Gevrey-Chambertin Les Evocelles 2014, Domaine Dugat-Py 2014
Robe profonde. Superbe entrée en bouche évasée, de la profondeur, plus de race et de profondeur que le précédent. Grande texture. Incontestablement, on se trouve sur un très beau terroir. Finale sur la violette.
Gevrey-Chambertin Champerrier 2015, Marchand-Grillot
Cette cuvée issue de l’une des vignes les plus vieilles de Gevrey (plantée en 1903) est vinifiée en vendange entière, sans soufre. Elle a beaucoup plu à une partie des dégustateurs par son naturel d’expression et son approche immédiate, tactile.
Marsannay Longeroies 2015, Version originale, Domaine Jean Fournier
Dans cette série, et toujours à l’aveugle, il apparaît comme le vin le plus ambitieux et le mieux fait, mais pas le plus grand terroir. Issu en grande partie de vieilles vignes, ce Marsannay se distingue par son fruité intense, encore un peu linéaire à ce stade, et son corps svelte, allongé, au tanin parfaitement découpé. Une très belle bouteille.
Gevrey-Chambertin 1er Cru Aux Combottes 2015, Domaine Arlaud.
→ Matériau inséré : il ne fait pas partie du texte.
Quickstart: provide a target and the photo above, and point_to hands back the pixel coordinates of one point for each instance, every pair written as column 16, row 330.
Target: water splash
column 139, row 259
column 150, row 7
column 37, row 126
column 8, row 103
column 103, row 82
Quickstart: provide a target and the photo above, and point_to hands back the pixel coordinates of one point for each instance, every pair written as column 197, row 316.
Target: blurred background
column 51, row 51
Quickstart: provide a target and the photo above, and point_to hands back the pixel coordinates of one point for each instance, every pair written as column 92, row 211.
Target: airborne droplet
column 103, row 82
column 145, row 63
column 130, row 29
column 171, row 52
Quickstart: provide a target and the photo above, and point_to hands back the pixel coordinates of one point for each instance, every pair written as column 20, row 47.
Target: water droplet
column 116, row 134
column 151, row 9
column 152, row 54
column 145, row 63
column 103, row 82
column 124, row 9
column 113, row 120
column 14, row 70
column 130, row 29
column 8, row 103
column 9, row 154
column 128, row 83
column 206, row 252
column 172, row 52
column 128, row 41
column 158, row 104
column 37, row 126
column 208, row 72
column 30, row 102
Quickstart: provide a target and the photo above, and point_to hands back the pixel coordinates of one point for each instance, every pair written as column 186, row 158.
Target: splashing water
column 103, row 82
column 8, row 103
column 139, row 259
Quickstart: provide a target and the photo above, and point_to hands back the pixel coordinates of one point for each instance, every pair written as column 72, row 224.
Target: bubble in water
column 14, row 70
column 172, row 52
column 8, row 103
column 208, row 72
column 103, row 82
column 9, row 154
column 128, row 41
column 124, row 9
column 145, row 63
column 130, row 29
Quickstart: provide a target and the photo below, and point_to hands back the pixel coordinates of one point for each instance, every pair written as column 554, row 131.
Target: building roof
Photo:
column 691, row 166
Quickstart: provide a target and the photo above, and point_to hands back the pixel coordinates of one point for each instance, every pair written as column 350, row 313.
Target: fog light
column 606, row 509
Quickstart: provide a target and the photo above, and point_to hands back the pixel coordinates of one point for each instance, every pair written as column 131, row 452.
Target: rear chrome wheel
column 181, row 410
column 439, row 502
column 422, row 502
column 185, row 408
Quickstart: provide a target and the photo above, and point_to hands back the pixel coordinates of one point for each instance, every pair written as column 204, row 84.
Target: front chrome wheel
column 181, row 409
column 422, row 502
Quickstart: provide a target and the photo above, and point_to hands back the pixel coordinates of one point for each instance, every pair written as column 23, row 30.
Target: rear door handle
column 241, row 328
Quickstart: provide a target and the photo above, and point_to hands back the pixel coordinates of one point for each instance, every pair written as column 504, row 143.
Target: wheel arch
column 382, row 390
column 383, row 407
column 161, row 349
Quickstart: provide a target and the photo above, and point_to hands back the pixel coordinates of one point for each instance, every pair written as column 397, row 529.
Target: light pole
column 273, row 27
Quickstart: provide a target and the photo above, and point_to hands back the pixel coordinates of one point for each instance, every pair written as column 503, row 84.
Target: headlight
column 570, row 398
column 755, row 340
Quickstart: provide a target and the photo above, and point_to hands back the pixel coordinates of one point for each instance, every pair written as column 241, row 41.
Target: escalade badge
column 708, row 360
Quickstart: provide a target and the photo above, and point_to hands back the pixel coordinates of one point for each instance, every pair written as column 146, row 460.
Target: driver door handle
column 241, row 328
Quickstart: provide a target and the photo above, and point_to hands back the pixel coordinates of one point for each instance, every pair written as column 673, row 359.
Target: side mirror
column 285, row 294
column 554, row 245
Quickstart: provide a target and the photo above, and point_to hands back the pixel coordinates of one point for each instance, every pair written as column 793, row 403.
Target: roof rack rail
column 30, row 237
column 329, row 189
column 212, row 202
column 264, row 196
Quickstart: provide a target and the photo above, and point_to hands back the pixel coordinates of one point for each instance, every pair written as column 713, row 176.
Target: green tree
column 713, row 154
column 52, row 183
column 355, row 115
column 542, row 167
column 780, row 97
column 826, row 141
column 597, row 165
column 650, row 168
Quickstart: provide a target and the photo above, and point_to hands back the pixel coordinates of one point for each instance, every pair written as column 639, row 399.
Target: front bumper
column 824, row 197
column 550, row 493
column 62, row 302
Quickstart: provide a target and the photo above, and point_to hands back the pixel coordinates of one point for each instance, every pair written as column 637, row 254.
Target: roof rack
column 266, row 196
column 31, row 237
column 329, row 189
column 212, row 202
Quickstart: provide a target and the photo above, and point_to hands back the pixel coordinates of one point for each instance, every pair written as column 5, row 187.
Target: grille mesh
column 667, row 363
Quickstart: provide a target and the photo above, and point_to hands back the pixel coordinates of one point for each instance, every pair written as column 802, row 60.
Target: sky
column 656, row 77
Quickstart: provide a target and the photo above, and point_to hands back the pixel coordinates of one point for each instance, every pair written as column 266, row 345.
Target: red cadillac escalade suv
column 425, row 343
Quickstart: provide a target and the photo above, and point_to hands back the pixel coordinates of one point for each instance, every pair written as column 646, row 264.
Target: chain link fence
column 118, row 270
Boisé encore un peu prégnant à ce stade, mais le corps révèle une vraie noblesse. Grande texture, trame millimétrique et finale d’une grande beauté. On a ici une évidence du terroir tout à fait perceptible.
Fixin 2015, Les Petits Crays, Domaine Jean Fournier
Belle entrée en bouche, sur la fraîcheur. Corps tonique, doté d’un très bel équilibre. C’est un vin très pur, au tanin légèrement poivré, avec du relief dans la structure et une finale soutenue. Le plus beau vin de la soirée, selon certains dégustateurs.
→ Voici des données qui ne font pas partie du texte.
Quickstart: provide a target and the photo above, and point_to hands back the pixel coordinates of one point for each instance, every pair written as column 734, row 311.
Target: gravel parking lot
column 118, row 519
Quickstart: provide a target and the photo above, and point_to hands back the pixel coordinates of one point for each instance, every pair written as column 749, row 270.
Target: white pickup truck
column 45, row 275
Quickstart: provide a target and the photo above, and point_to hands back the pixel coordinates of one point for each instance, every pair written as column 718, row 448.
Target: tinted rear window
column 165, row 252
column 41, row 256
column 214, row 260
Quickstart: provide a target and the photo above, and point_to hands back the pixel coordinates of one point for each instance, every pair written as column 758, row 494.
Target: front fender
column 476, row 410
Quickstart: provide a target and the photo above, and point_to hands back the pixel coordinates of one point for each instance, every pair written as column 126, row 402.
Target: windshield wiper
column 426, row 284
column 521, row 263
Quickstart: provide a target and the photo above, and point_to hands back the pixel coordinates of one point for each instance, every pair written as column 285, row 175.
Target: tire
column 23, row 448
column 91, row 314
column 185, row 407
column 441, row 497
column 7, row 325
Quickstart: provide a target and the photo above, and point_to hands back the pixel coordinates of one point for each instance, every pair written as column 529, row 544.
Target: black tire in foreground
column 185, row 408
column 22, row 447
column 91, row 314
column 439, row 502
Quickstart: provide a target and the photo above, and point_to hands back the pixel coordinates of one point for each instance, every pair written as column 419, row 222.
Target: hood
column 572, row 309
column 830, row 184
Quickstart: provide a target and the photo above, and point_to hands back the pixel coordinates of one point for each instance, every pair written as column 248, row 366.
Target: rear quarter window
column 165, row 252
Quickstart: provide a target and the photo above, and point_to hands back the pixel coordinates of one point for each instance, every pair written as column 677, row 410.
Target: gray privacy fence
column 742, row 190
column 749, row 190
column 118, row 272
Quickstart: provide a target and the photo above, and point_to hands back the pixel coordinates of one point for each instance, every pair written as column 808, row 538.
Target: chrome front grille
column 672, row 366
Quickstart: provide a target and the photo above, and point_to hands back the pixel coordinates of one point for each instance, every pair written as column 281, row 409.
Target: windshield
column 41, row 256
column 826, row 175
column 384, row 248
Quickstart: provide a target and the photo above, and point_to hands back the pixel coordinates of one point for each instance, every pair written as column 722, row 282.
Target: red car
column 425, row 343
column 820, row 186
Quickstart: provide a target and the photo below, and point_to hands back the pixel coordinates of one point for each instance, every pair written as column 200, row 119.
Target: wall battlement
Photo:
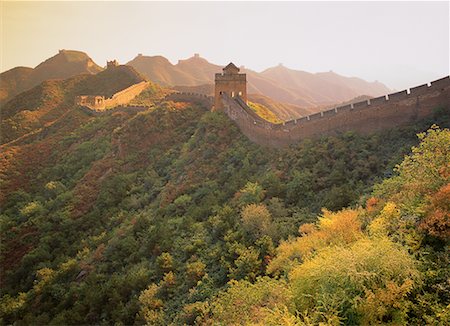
column 375, row 114
column 123, row 97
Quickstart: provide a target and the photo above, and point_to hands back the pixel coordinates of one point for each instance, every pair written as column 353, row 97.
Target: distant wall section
column 99, row 103
column 364, row 117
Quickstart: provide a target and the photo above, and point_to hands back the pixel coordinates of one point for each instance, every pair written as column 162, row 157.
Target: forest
column 172, row 217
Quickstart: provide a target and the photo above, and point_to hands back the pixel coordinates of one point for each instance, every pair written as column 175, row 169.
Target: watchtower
column 230, row 82
column 112, row 64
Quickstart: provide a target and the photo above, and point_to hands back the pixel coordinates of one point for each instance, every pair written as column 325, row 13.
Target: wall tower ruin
column 230, row 82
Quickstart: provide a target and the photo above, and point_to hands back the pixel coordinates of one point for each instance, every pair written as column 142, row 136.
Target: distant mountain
column 283, row 111
column 47, row 102
column 65, row 64
column 282, row 84
column 305, row 91
column 13, row 82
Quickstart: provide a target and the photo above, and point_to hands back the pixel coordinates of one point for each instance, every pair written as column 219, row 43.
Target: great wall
column 364, row 117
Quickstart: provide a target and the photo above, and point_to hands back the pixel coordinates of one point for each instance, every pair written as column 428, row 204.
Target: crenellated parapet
column 379, row 113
Gevrey-Chambertin 1er Cru Les Corbeaux 2015 Domaine Bruno Clavelier
Il faudra revoir ce vin dans quelques années. Pour l’instant, il apparaît encore un peu pris dans sa gangue boisée. En revanche, il se laisse déjà décrypter en bouche à travers son équilibre, sa finesse et son tanin merveilleusement sculpté.
Marsannay Clos du Roy 2015, Domaine René Bouvier
Belle robe profonde. Il offre beaucoup d’atouts : amplitude, sève, dimension terrienne noble avec de la complexité. Finale traçante. Si ce n’est pas un Gevrey – et c’est possible qu’il ne soit pas un Gevrey – il affirme un vrai terroir.